Lessons In Modesty & Honesty

Just a Witness

I feel better when I talk to him, but then I just keep crying. I can’t stop crying. I’ve been crying since I got home.

I opened this without a clue what I was going to write about — my mind feels empty. I’m sure if I searched, I’d find the reason for why my tears flow greater than any tsunami, but for now, I haven’t dared explore.

I’m not a helpless person, I think. I’d hope so. There’s no reason for me to consider myself that way. Rather, I’m a helpful person, right? Someone who extends countless hands, and takes countless hands, rather than refuses them.

Though — If I throw myself into the ocean, I’d prefer to drown than be saved.

“Stuck in a web, she’s stupid to be stuck there,” but that’s right where I want to be.

Any point of misery I’ve felt has been foreseen — I know I walk into burning buildings and come out charred. Vaults of acid and become disfigured.

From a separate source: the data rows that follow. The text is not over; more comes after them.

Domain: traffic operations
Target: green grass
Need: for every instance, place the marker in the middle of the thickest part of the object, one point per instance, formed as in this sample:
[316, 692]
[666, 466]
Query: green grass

Through a rose bush and come out pierced.

But I come out, and that’s the point.

What a compelling heroine who throws herself into danger like some sort of martyr, don’t you think?

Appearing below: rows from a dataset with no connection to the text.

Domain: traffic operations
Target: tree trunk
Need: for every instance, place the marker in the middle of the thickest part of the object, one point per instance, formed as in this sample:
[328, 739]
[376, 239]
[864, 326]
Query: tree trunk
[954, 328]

Obviously not — I’m just a delusionally sadistic, crybaby of a woman.

I slap at the hand that feeds me and expect my own dog not to bite.

Not that that’s ever happened.

I just feel so unfulfilled, and I feel like my draining tears are just causing for more empty space to fill.

Can it be so hard to read my mind? I don't want to say what I think but I want my thoughts to be spoken — is that too much?

What even are my thoughts, anyway?

I can’t stop crying. I just want him. But that just disgusts me. I’ll kill myself before I rely on someone for something that can be found within.

I’m capable of happiness, just on my own.

I want everyone to be anxious that one day I’ll be on my own while they’re stuck alone and miserable.